The Court notes, further, that the Court of Appeals in Rapoport addressed the sufficiency of the complaint, not an application for injunctive relief. The court in Rapaport held that the plaintiff's first cause of action, alleging that a resolution of the board of directors was void, was sustainable "if for no other reason than on the basis of the alleged lack of notice." 29 N.Y.2d at 402. In so holding, however, the Court of Appeals stated that "Although it may eventuate upon a trial that notice may have been adequate under the by-laws of [the corporation], or, perhaps, by the statutory mailing presumption ([BCL], § 108 subd. [c]), the unqualified allegation that one director did not receive any notice of the meeting should be sufficient to put the adequacy of notice in issue (CPLR 3013)."
Under the circumstances, the Court cannot conclude that Plaintiff has demonstrated a likelihood of success on the merits warranting injunctive relief, based on her alleged lack of notice of the Removal Meeting.
C. Laches May Apply to Plaintiff's Claim for Equitable Relief
Plaintiff cites the case of Blinds To Go v. Times Plaza, 45 A.D.3d 714 (2d Dept. 2007) in support of her argument that her claims are not precluded by the doctrine of laches. In Blinds to Go, supra, the Second Department held that "[t]he doctrine of laches, 'which bars recovery where a plaintiff's inaction has prejudiced the defendant and rendered recovery inequitable, has no application in actions at law [citations omitted].'" Id. at 715. Thus, the Second Department concluded that the lower court had erred in granting defendant's motion to dismiss the amended complaint, in which plaintiff sought to recover damages for breach of a commercial lease, on that ground.
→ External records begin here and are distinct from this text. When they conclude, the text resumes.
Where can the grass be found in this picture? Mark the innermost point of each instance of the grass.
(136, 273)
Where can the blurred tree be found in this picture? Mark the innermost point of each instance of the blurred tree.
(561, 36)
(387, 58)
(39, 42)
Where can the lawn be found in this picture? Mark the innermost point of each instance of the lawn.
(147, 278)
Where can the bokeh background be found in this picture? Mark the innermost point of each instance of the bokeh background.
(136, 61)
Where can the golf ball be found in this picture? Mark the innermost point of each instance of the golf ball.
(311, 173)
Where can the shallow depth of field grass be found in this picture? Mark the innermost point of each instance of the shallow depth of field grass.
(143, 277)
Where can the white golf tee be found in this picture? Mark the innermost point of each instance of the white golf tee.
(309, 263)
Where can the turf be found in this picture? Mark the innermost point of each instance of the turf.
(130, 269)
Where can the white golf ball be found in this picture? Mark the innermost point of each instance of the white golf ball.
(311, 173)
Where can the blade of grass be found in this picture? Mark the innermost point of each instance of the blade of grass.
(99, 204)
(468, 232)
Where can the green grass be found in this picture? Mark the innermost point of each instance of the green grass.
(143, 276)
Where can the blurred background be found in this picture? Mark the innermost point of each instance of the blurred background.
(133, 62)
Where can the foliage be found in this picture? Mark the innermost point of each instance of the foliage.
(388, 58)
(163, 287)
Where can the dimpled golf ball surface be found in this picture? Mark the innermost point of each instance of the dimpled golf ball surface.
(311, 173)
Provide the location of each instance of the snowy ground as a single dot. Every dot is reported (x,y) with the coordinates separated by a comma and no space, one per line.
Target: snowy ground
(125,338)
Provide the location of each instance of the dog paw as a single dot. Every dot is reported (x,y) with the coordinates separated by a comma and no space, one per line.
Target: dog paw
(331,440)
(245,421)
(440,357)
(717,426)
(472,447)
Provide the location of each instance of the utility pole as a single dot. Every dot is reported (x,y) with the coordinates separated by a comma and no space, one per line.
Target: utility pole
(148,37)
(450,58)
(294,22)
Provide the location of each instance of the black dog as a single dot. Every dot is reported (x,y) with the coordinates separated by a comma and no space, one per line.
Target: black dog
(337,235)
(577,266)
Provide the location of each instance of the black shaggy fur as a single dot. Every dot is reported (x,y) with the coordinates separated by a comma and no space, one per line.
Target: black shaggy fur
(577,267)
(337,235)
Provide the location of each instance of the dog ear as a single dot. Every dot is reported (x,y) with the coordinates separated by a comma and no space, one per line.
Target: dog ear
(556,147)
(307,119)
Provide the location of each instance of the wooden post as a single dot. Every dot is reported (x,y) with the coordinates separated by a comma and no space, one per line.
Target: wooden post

Id.
The Blinds to Go case is inapposite to the instant Order to Show Cause, however, because Plaintiff is seeking equitable relief in the form of injunctive relief. Thus, the Court may, and does, consider Plaintiff's years of inaction in determining whether Plaintiff has met her burden of establishing that injunctive relief is appropriate, and determines that Plaintiff's delay militates against the granting of injunctive relief.
D. The Minutes Support Defendants' Claim that Plaintiff's Removal was Proper
The Minutes of the Removal Meeting support Defendants' assertion that the Board followed the appropriate procedure in removing Plaintiff from the Board. Those Minutes reflect that Plaintiff was removed on a motion by Hester that was seconded by Cooper and unanimously passed by the Board, in compliance with the Corporation's By-Laws.
E. Conclusion
In light of the foregoing, the Court concludes that Plaintiff has not demonstrated a likelihood of success on the merits that would warrant injunctive relief. The Court also concludes, in part because of Plaintiff's substantial delay in filing this action, that Plaintiff has not established a danger of irreparable harm unless the injunction is granted, or a balance of the equities in her favor. Accordingly, the Court denies Plaintiff's Order to Show Cause in its entirety.
The Court also denies Defendants' application for an Order awarding expenses and counsel fees, and/or imposing sanctions against Plaintiff and her counsel, for allegedly filing a frivolous lawsuit.
All matters not decided herein are hereby denied.
This constitutes the decision and order of the Court.
The Court reminds counsel of their required appearance before the Court on December 1, 2009 at 9:30 a.m., at which time the Court will conduct a Preliminary Conference.